Thanks to Josh asking if I thought Cephas and Peter were not the same, this is a fanciful think-aloud session, tossing Paul’s references and the Gospel of Mark around, to speculate how and why Cephas (Aramaic) may have been changed to Peter (Greek) . . . .
Paul in Galatians speaks of Cephas, James and John being leaders in the Jerusalem church. And, to state the bleeding obvious, it was not necessary for Paul to turn Cephas into its Greek form, Peter, for his Greek reading audience.
Paul also criticizes these 3, especially Cephas, for their Judaizing theology.
Let’s start with this as the earliest evidence of the names of the 3 leaders of “Christianity” or whatever it was called then in Judea.
Let’s think of Mark being the first written gospel, and its author knowing about these 3, Cephas, James and John.
Accept that Mark is, like Paul, writing a polemic against Cephas, James and John for similar reasons. But his polemic is a parable, or allegorical narrative.
A major part of his theme will be to attack the Jerusalem church’s leadership. He will portray the apostles as the stony ground of the Parable of the Sower. Why stony ground? Why not? The main leader he is attacking is Cephas, Aramaic meaning “stone”. Perfect. It’s going to work well. Easy.
But most of his Greek-speaking audience won’t get it. They don’t know that Cephas is Aramaic for stone. It is only a parable, so he can change the name to its Greek form, Peter, which his audience will get. And by including James and John as his lead companions, it won’t be hard for them to know he’s really attacking the Jerusalem triumvirate, that Peter is the stand-in for Cephas.

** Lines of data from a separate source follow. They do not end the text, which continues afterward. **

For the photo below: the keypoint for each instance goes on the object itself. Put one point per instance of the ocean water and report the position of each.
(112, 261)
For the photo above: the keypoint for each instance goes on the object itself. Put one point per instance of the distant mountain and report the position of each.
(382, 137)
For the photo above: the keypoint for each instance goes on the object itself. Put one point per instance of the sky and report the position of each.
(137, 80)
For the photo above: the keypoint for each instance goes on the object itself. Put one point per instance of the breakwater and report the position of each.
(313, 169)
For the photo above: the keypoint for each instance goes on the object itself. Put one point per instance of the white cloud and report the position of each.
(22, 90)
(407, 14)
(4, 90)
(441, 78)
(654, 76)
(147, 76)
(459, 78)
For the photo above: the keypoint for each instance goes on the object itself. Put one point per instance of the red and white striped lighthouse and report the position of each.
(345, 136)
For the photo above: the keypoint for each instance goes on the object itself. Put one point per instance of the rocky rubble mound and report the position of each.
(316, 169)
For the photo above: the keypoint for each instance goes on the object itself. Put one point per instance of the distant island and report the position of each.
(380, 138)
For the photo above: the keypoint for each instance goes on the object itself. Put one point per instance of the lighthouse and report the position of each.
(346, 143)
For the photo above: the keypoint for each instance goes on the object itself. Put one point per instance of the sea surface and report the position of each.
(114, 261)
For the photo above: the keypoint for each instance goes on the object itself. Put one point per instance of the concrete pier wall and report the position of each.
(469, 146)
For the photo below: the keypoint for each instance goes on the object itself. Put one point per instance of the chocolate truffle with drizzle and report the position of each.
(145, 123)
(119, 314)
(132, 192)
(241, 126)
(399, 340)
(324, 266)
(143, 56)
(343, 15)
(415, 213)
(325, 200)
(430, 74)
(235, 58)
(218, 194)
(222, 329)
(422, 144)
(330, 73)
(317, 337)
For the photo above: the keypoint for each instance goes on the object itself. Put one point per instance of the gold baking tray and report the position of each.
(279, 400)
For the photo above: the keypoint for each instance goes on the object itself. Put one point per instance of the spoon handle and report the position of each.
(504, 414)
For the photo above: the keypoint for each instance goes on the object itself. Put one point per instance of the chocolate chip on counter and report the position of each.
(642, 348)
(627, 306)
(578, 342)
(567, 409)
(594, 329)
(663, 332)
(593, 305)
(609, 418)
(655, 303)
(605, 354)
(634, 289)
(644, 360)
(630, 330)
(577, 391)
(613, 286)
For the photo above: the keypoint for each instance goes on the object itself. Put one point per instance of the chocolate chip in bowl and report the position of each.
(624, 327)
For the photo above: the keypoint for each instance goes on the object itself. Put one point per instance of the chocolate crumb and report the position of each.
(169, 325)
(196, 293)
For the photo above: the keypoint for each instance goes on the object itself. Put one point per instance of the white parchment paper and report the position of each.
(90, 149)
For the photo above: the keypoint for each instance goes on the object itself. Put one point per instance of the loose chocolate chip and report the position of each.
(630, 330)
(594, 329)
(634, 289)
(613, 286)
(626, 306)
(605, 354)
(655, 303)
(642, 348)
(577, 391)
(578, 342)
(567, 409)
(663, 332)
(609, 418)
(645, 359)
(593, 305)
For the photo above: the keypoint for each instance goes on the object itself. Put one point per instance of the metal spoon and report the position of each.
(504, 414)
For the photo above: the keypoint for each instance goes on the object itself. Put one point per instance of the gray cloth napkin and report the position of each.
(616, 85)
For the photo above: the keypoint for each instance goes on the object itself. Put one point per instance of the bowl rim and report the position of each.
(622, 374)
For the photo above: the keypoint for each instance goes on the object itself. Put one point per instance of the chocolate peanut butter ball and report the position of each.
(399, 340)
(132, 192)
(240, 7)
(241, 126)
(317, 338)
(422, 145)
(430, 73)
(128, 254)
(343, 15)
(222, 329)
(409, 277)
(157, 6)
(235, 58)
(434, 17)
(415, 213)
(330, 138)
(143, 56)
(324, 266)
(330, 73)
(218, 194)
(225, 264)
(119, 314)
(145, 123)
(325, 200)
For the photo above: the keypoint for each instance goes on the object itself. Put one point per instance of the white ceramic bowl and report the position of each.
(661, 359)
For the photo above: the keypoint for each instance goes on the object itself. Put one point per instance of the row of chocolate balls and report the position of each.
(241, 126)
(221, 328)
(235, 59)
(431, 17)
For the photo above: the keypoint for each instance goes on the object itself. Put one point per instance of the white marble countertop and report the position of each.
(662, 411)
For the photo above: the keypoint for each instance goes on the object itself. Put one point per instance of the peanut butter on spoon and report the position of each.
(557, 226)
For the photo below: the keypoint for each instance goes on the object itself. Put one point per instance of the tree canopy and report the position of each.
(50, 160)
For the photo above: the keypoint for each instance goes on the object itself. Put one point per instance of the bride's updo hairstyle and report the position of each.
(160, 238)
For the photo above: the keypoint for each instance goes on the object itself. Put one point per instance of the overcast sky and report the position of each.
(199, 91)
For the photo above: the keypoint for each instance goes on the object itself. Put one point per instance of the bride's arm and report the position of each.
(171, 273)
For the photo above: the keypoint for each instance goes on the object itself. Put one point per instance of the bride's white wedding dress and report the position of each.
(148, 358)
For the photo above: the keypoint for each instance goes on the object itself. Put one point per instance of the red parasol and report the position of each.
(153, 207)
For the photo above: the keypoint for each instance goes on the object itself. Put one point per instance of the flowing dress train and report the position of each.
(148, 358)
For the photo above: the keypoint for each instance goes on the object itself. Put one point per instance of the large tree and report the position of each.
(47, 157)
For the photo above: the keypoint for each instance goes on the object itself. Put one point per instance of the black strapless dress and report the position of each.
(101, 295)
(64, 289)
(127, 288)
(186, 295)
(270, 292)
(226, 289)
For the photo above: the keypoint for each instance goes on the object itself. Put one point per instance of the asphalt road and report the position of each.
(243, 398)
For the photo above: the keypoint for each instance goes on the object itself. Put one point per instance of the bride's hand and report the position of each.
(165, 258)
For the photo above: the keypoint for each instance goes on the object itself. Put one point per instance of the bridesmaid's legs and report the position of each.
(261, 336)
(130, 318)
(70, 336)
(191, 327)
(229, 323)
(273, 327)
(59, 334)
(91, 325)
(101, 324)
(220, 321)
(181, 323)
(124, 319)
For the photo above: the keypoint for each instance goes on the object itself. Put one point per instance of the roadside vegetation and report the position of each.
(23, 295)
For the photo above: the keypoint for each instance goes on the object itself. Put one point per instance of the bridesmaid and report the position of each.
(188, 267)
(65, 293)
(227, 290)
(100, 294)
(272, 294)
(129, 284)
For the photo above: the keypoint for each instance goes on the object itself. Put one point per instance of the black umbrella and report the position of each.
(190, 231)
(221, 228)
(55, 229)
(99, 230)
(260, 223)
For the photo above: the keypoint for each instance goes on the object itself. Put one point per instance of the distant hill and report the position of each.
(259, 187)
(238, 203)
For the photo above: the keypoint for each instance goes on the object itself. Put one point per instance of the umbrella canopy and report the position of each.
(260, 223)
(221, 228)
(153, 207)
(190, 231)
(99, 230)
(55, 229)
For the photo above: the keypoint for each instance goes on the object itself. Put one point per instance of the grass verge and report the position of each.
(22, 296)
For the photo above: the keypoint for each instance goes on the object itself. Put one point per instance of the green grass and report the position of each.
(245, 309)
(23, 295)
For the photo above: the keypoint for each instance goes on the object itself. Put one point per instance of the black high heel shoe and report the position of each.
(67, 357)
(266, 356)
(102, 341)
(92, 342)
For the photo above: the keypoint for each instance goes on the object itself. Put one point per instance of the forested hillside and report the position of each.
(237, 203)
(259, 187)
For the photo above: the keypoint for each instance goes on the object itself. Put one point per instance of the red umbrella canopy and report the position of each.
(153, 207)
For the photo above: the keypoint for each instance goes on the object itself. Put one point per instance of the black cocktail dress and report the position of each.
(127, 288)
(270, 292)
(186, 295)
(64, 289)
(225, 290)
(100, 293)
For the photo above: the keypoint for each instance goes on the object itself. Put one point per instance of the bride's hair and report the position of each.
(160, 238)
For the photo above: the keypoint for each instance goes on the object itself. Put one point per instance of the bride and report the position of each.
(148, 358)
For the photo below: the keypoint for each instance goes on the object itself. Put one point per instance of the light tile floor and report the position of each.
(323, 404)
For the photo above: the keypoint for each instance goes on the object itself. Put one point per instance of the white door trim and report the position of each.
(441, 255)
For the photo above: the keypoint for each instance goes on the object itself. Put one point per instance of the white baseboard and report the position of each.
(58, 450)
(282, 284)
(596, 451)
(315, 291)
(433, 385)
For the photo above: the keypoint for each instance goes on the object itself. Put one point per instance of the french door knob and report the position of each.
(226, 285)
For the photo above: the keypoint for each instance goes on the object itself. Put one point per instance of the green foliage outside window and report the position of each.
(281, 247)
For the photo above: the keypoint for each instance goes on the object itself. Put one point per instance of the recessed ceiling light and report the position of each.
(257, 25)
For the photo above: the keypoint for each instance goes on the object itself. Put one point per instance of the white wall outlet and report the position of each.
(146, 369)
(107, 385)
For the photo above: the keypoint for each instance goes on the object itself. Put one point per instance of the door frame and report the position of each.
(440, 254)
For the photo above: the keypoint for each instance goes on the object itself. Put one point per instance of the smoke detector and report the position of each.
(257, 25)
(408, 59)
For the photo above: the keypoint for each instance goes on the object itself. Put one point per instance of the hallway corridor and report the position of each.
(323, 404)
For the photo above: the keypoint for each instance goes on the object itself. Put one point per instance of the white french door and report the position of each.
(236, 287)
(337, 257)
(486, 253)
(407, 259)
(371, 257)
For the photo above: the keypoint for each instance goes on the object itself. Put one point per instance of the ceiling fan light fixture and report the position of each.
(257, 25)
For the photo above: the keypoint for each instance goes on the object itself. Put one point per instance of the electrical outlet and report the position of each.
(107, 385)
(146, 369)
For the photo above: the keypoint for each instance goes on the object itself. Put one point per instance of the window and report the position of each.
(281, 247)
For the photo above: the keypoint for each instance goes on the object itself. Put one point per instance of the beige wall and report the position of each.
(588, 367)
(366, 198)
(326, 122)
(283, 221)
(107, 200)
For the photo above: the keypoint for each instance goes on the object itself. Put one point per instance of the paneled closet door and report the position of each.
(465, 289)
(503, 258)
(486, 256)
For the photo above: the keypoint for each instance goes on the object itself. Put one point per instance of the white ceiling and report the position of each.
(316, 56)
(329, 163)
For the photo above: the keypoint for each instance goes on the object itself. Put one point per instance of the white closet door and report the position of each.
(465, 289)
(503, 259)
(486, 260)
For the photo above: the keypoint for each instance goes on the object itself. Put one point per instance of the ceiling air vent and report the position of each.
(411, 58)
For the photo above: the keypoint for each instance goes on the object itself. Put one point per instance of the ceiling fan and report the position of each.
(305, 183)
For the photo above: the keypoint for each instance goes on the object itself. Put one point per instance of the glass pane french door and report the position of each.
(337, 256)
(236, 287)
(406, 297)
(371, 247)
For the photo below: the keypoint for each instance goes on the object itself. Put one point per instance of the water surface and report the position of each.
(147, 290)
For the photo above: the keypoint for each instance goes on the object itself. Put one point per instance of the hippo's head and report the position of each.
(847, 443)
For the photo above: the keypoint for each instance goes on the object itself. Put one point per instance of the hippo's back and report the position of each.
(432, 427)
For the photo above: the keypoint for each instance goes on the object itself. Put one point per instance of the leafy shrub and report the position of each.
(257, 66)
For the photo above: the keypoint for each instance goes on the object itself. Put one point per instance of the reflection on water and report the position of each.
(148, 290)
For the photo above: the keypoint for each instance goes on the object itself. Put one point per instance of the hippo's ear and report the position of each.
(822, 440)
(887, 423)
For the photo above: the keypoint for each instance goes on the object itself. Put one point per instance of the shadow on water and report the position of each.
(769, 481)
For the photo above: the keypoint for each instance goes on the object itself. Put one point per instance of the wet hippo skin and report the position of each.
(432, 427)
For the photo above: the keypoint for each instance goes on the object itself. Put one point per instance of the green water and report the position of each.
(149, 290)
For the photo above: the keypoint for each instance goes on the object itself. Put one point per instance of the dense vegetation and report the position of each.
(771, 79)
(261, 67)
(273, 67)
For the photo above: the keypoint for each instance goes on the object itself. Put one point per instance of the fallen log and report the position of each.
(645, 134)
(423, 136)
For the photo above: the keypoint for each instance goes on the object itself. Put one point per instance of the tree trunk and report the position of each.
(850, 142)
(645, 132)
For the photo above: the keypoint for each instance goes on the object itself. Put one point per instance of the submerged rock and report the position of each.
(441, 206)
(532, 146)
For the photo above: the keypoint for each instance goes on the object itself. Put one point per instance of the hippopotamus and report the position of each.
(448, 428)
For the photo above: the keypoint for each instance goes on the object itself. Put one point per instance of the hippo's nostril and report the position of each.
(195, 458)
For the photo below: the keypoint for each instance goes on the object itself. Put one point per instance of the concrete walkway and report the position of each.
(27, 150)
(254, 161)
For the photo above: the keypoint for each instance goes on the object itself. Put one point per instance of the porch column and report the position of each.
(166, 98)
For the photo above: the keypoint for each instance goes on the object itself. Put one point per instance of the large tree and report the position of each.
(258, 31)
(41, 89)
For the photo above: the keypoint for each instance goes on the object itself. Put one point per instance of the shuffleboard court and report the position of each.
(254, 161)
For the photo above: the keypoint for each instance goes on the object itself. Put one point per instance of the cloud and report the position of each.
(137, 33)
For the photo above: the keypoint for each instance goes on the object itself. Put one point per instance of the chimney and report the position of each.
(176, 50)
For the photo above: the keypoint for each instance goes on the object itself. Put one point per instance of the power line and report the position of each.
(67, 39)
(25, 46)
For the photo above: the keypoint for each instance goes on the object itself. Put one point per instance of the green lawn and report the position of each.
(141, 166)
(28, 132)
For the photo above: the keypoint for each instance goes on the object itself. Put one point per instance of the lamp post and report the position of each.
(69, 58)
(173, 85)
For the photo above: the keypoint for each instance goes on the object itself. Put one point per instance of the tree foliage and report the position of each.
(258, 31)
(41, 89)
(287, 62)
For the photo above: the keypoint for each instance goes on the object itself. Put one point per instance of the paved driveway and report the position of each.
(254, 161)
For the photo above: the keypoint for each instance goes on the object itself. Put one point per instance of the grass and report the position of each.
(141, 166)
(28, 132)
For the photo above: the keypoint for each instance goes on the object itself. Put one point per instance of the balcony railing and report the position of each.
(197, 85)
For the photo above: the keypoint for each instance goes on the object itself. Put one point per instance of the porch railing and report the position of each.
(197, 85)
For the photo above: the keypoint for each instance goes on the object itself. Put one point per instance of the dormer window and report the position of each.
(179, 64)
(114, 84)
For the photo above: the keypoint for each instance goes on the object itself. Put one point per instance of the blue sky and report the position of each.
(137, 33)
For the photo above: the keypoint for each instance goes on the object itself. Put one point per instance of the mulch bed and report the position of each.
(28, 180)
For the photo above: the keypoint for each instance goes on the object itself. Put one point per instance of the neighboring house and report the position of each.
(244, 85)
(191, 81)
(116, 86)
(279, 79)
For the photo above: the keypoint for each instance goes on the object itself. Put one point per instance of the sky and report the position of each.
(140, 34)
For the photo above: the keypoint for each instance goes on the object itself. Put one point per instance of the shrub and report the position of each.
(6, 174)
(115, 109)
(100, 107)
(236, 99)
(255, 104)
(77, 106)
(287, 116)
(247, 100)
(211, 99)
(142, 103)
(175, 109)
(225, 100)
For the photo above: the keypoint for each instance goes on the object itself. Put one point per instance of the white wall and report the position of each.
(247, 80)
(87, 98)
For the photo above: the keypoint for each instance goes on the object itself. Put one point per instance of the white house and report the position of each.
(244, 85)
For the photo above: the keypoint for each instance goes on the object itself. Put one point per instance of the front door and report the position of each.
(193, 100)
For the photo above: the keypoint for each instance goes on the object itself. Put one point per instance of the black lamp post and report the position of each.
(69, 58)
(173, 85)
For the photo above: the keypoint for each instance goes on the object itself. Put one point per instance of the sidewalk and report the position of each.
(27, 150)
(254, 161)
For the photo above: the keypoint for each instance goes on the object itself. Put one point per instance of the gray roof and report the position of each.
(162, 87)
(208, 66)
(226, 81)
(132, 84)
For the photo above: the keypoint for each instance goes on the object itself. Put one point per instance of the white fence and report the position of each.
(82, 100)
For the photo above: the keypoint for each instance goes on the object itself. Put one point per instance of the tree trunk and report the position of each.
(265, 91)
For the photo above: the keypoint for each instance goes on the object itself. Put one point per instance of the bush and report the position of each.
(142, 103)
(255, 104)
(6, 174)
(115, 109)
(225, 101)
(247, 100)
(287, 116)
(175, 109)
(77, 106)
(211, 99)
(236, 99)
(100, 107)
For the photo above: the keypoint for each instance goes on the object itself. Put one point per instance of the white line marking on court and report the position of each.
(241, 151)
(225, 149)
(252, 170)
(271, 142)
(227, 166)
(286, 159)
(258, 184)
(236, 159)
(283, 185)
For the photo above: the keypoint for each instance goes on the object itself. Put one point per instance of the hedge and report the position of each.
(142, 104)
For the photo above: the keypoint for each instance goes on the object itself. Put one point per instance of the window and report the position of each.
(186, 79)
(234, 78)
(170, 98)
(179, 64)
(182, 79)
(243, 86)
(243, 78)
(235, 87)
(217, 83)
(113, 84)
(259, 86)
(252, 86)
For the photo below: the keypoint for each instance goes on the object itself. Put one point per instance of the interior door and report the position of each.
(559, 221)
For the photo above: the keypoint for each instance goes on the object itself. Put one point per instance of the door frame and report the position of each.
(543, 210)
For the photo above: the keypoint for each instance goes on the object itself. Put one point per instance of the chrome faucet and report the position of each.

The message will be more pointed, too, if the name is an appointed name-change from Jesus.
But the gospel narrative took hold. Not all continued to understand it as a parable. And given the passing of Cephas, James and John (and of Jerusalem itself — 70 ce — or even 135 ce?), and given the revisions of the gospel narrative, not only by Matthew, John and Luke but also by the noncanonical authors who produced the Gospel of Peter and others, Peter stuck as the name of the lead apostle — in particular among the descendants of those who stood against the Judaistic wing of Christianity. Although with the gospel revisions they no longer recognized Peter, James and John as originally representing that “heretical” branch.
Cephas still lingered in other circles, however. The second century Epistula Apostolorum (Epistle of the Apostles) even listed Cephas and Peter as different apostles. It was the number Twelve that was originally the significant fact, and most of the names were filled in later with inevitable variations as happens in the development of such stories.
Just a thought. Idle speculation.
But the thought has the advantage of working with the chronological sequence of the textual evidence and a coherent interpretation of the Gospel of Mark.